Je me suis senti quelque peu concerné par cette accusation de « controverse » mais je ne peux que répéter encore et toujours, sous l’autorité des
archives administratives, que pour l’instant rien ni personne n’est en mesure de présenter des preuves que la déportation des homosexuels français ait été commise par l’intermédiaire d’un
fichier.
Je comprends bien l’intérêt symbolico-médiatique que permettrait une telle situation. Il est en effet beaucoup plus marquant à l’esprit du badaud d’affirmer que le
gouvernement actuel renoue avec des pratiques vichystes, considérées par certains de néo-nazies. Or, l’historien ne peut pas laisser dire et écrire plus longtemps de telles erreurs.

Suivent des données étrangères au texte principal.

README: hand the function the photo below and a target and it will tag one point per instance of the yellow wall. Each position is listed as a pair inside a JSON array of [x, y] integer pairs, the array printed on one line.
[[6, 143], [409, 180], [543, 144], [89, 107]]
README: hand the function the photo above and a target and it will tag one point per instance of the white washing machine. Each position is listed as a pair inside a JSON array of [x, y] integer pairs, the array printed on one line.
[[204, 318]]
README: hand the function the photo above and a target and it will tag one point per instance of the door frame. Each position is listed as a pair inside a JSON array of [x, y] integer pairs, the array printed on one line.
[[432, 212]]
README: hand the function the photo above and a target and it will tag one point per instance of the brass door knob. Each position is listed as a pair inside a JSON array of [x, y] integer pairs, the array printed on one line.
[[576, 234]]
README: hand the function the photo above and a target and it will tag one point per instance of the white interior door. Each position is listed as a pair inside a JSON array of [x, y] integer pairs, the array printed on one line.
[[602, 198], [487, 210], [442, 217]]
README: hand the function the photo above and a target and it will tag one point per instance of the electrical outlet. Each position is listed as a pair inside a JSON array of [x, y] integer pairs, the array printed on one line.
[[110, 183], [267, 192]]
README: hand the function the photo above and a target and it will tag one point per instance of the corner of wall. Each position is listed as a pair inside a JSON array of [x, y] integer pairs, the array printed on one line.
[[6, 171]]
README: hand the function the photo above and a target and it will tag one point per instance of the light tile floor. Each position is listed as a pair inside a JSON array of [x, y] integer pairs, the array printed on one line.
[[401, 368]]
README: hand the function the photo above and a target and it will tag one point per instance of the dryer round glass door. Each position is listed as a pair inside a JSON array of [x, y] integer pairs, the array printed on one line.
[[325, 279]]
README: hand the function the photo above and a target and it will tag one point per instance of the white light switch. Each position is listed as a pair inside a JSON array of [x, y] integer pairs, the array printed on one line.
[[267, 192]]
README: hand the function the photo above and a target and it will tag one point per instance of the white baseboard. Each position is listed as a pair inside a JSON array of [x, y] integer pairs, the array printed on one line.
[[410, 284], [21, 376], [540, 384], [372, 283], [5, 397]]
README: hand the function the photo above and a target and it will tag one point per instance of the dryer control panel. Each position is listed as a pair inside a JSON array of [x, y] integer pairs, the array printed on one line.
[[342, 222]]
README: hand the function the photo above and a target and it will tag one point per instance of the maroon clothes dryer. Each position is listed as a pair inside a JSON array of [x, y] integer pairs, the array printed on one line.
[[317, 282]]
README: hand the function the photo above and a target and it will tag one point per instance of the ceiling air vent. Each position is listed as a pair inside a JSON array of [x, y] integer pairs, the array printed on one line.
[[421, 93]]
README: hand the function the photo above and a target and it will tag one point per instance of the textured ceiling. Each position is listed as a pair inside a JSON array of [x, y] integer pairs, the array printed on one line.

Bien au contraire, j’inviterais modestement les diffuseurs de cette thèse à s’en démarquer judicieusement. Car ce que tente de faire actuellement notre gouvernement
est bien plus grave et dangereux que ce qu’ont pu faire tous les autres gouvernements précédents. En effet, depuis cinquante ans, la définition du mot « fichier » a subi les
influences de l’histoire et ne recouvre plus exactement la même réalité matérielle. Tandis que les possibilités étaient jadis limitées à des petites fiches en carton, facilement perdues et
difficilement utilisables, les potentialités informatiques modernes permettraient désormais à Michèle Alliot-Marie (ou à tout autre individu qui pourrait s’emparer de cette base de données au
sein même de la police) d’obtenir en seulement quelques clic une liste exhaustive des homosexuels français, accompagnée de leurs coordonnées et de documents permettant ensuite d’exercer sur eux
une pression ou un éventuel chantage.
En somme, EDVIGE n’est pas la petite-fille de Vichy, mais bien la progéniture assumée et revendiquée du gouvernement sécuritaire de Nicolas Sarkozy.
Et finalement…c’est bien pire !
Post scriptum : Les obligations éditoriales n’étant pas assujetties à l’actualité, les actes du colloque au
cours duquel ces recherches ont été plus longuement et rigoureusement présentées sont actuellement en cours de rédaction.